Zwei Klangzauberer lassen es knistern

  • Stars der jungen deutschen Jazz-Szene: Der Dettinger Saxophonist Jakob Manz und seine Partnerin Johanna Summer bei den Herbstlichen Musiktagen. Das Festival gastierte am Mittwoch im Dorfgemeinschaftshaus in Sirchingen. Foto: Thomas Kiehl

Bad Urach/Dettingen Jazz-Session der Extra-Klasse: Ausnahme-Saxophonist Jakob Manz und Piano-Partnerin Johanna Summer zaubern und improvisieren auf der Musiktage-Bühne in Sirchingen.

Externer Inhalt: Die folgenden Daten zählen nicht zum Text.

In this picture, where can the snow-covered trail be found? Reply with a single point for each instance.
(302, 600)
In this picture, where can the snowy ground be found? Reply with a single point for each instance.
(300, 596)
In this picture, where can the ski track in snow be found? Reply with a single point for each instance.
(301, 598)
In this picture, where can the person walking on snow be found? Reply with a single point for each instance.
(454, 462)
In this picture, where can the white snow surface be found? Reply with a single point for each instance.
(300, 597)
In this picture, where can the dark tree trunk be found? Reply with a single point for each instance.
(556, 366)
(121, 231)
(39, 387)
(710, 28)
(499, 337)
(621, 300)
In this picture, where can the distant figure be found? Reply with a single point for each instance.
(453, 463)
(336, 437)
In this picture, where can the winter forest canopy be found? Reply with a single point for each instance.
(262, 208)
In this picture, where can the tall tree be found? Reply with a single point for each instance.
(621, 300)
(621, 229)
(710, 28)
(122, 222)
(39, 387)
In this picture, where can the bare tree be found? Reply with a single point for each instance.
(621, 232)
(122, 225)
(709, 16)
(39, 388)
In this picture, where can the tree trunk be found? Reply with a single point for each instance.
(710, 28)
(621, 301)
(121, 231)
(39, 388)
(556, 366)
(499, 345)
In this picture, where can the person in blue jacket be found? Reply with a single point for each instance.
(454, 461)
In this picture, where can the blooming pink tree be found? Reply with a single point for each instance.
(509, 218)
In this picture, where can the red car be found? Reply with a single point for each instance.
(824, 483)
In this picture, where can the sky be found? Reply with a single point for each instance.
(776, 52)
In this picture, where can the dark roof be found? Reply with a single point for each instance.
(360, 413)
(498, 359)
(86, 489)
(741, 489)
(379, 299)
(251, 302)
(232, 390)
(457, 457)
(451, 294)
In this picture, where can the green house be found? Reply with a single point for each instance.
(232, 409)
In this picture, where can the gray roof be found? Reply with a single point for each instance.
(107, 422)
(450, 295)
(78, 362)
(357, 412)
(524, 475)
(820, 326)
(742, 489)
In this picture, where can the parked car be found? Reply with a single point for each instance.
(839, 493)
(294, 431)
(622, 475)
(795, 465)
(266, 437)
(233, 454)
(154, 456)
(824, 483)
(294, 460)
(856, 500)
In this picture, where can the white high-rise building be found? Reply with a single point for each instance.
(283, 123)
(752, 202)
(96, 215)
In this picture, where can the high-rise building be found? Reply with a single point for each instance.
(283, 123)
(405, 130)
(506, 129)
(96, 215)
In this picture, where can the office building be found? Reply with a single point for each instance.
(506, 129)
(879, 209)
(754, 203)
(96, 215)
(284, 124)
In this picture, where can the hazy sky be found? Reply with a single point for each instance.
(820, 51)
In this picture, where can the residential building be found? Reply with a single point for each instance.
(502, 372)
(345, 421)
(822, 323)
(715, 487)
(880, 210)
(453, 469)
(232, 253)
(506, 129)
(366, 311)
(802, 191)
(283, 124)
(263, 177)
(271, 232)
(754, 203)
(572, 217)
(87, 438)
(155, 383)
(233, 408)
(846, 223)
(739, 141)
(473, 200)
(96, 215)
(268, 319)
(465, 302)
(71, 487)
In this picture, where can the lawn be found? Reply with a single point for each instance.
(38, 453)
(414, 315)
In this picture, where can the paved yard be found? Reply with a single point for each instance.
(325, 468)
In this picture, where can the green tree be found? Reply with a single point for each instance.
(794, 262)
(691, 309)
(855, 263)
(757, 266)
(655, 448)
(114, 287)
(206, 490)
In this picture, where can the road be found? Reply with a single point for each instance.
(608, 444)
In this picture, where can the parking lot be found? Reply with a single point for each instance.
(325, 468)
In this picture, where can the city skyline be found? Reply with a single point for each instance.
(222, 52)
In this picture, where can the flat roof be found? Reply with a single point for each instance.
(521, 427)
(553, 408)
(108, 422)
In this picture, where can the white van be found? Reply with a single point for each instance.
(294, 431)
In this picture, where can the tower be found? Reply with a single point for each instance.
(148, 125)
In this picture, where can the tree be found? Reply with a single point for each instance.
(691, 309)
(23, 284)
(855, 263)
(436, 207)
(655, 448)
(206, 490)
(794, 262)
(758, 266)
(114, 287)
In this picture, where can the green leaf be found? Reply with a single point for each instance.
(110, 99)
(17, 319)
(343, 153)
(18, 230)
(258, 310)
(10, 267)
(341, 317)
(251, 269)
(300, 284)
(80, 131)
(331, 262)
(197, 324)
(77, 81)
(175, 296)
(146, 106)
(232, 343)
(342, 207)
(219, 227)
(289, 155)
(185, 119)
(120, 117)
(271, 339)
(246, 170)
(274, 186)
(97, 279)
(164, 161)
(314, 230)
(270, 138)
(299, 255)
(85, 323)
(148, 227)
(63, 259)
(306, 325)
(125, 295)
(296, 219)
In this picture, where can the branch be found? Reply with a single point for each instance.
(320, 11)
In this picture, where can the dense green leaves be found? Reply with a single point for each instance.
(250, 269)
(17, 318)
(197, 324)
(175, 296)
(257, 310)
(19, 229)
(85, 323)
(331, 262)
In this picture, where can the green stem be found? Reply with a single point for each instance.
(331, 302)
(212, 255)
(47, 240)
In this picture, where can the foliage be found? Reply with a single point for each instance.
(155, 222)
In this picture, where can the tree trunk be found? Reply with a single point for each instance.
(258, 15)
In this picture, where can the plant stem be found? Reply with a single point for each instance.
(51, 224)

Ein Heimspiel für den Dettinger Jakob Manz – (noch) unbekanntes landschaftliches Terrain für die aus Plauen im Vogtland stammende Pianistin Johanna Summer: „Schön, dass Sie alle herauf auf den Hügel gekommen sind“, begrüßt die Musikerin das Publikum im Sirchinger Dorfgemeinschaftshaus. Sie meint damit die Albgemeinde, die dieser Tage nur über diverse Ausweichstrecken erreichbar ist. Was den Start des zweiten Musiktage-Abends außerhalb Bad Urachs prompt etwas verzögert hat.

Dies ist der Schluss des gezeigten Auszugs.